Acabando o ano e não resisto a falar de um livro muito interessante, de 2012. Nada mal olhar um pouquinho para trás, antes que cheguem as novidades, os livros de 2014. Antes que eles nos enfeiticem.
Quero falar de A experiência opaca – literatura e
desencanto, de
Florencia Garramuño, lançamento da EdUERJ, com tradução de Paloma Vidal. Um trabalho que enfoca
as literaturas argentina e brasileira contemporâneas não só como objeto de
estudo, mas como um vasto campo de experimentação teórica.
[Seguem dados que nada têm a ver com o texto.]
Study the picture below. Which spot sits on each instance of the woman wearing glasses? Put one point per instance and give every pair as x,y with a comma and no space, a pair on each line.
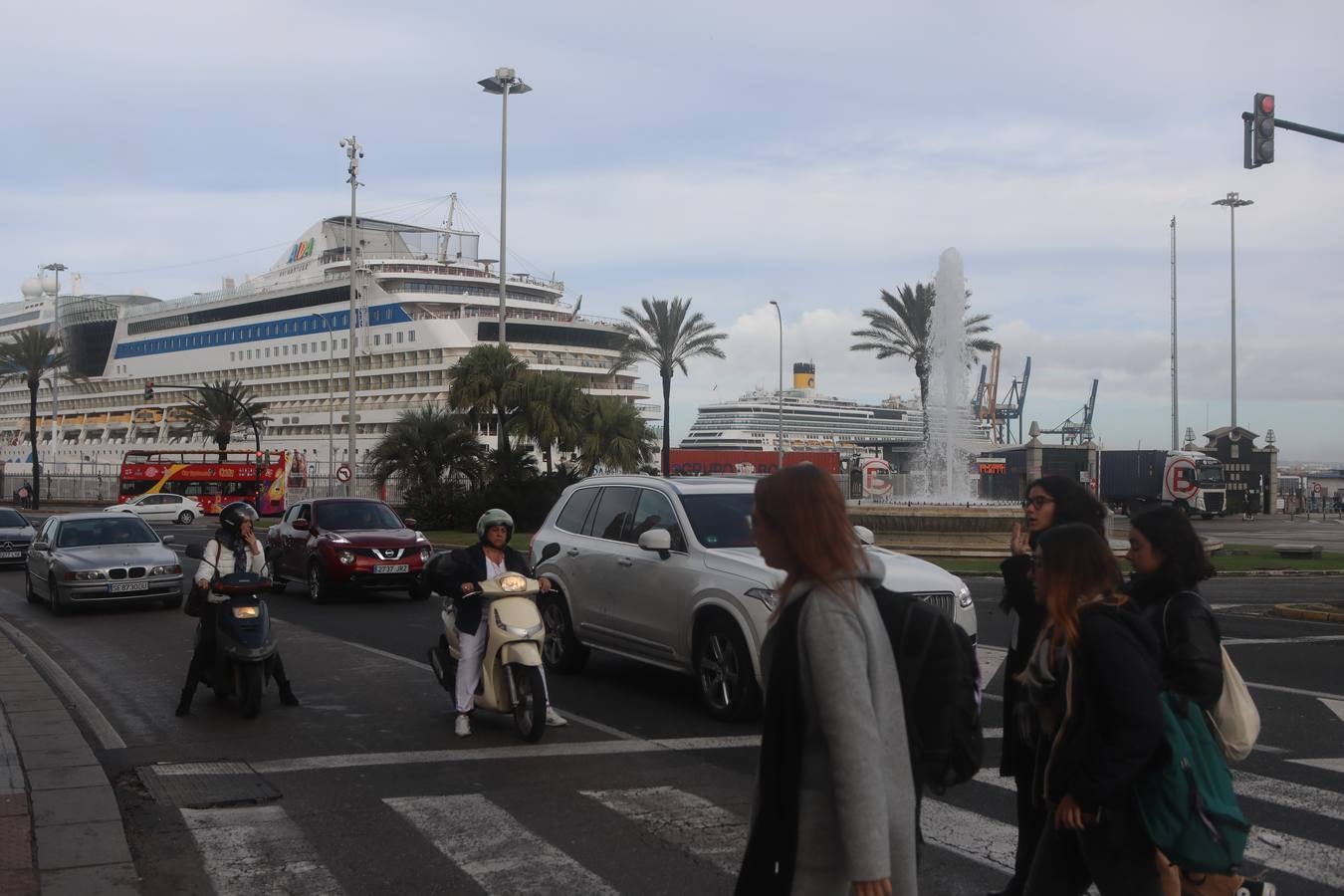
1051,500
Para isto, a autora
utiliza concepções, como as de Lygia Clark e Hélio Oiticica, que pressupõem que
a arte como um convite à experimentação, pronta a modificar o público que a consome,
oferecendo e recebendo novos significados.
Não por acaso,
Florencia invoca uma fala do personagem Rodrigo, oriundo de “A hora da
estrela”, de Clarice Lispector:
“Transgredir
meus próprios limites, me fascinou de repente. E foi quando pensei em escrever
sobre a realidade, já que esta me ultrapassa.”
Como exemplo
para explicar a interação entre arte e realidade, Florencia recorre a Hélio
Oiticica, extraído em “Anotações sobre o Parangolé”: “Museu é o mundo, a
experiência cotidiana”.
Esta é a
filosofia que permeia este Literatura
Opaca. Nele, a professora nos guia
por autores cuja criação literária arranca o sujeito de si mesmo, desfilando
personagens eventualmente sem nomes, protagonistas que se fundem, sugerindo a
intensificação de estados emocionais e caminhos fragmentados. Para Florência, a
escrita está “mais próxima de uma ideia de organismo vivo, irracional, que
respira, do que de uma construção acabada...”.
A literatura
analisada, seja brasileira ou argentina, não surge impondo conhecimento ou saberes,
mas sugerindo o precipício do gozo e da fantasia, quiçá do sofrimento. Nesta
aventura, Florencia enumera Clarisse Lispector, João Gilberto Noll, Ricardo
Zelarayan, Beatriz Sarlo, Osvaldo Lamborghini, Silviano Santiago, Ana Cristina
Cesar, entre outros.
Um dos
destaques é a abordagem do lado histórico de dois países do terceiro mundo
marcados pela ditadura. Um exemplo é o capítulo 2, “Um contexto: o desencanto
do moderno”, observando o aparente apogeu, seguido de esgotamento, da hegemonia
cultural da esquerda nos primeiros anos da ditadura tanto no Brasil quanto na
Argentina (esgotamento “apressado” pelo AI-5, no nosso caso). O desdobramento é
a encruzilhada, surgida posteriormente: a arte deve ater-se ao momento político
de seu país, tornando-se, por vezes, doutrinária? Ou seria possível uma
manifestação cultural política e autônoma?
Estas e
outras questões estão em A experiência
opaca – Literatura e desencanto, de Florencia Garramuño, coordenadora do
Programa de Cultura Brasileira da Universidade de San Andrés, em Buenos Aires,
indicado, sobretudo, para os estudiosos de literatura latino-americana.